Dimana perjanjian tersebut ditandai dengan penandatanganan lembar persetujuan
(informed consent). Hal tersebut sudah benar adanya, namun dalam kenyataan
informasi yang seharusnya diterima keluarga pasien tidak diberikan secara jelas
dan rinci oleh pihak rumah sakit. Penjelasan tersebut mengenai keadaan pasien
sebelum tindakan, diagnosa pasien, resiko yang mungkin terjadi, dan biaya
perawatan. Pada saat dilakukan perjanjian, pihak keluarga sudah menjelaskan dan
melampirkan data bahwa pasien menggunakan BPJS dan oleh pihak rumah sakit
pelunasan pembayaran hanya sebesar Rp.1.500.000, namun dalam
pelaksanaannya tidak sesuai dengan kesepakatan, hal ini sudah bisa dianggap
suatu pelanggaran kesepakatan dan harus mendapatkan sanksi.

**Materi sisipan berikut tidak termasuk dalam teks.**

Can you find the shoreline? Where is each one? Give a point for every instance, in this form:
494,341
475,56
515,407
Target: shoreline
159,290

Ditambah lagi
pihak rumah sakit terkesan lepas tangan dan tidak peduli dengan keadaan dan
aduan keluarga pasien tentang hal ini, padahal itu masuk dalam salah satu
tanggung jawab hukum rumah sakit dalam memberikan perlindungan dan
kepastian hukum kepada pasien..

Rekomendasi :
Diharapkan dengan adanya kasus ini dapat dijadikan suatu pembelajaran dan
contoh. Sebagai pasien sudah seharusnya mendapatkan hak yang adil dalam
pengambilan keputusan akan tindakan medis yang diterima dengan memperoleh
informasi yang selengkap-lengkapnya diberikan pihak rumah sakit yang
direalisasikan dengan adanya lembar persetujuan (informed consent). Dan dalam
informed consent seharusnya terdapat informasi yang jelas sesuai dengan aturan
yang sudah ditetapkan. Lembar persetujuan tidak hanya sekedar kertas yang perlu
ditandatangani oleh pasien sebelum mendapat tindakan medis namun itu bernilai
hukum, dimana didalamnya dijelaskan tentang hak dan kewajiban pasien serta
rumah sakit, dan dalam pelaksanaannya harus sesuai dengan kesepakatan yang
telah dibuat, dan apabila dilanggar dapat mengajukan ke ranah hukum. Selain itu
sudah seharusnya pihak rumah sakit melaksanakan tanggung jawab hukum sesuai
dengan UU No.44 Tahun 2009 pasal 3 yaitu :
1. Mempermudahkan akses masyarakat dalam mendapatkan pelayanan
kesehatan.
2. Memberikan perlindungan hukm terhadap keselamatan
pasien,masyarakat,lingkungan rumah sakit, dan sumber daya manusia di
rumah sakit.
3. Meningkatkan mutu dan mempertahankan standar pelayanan rumah sakit.
4. Memberikan kepastian hukum kepada pasien, masyarakat, sumber daya
manusia rumah sakit, dan rumah sakit.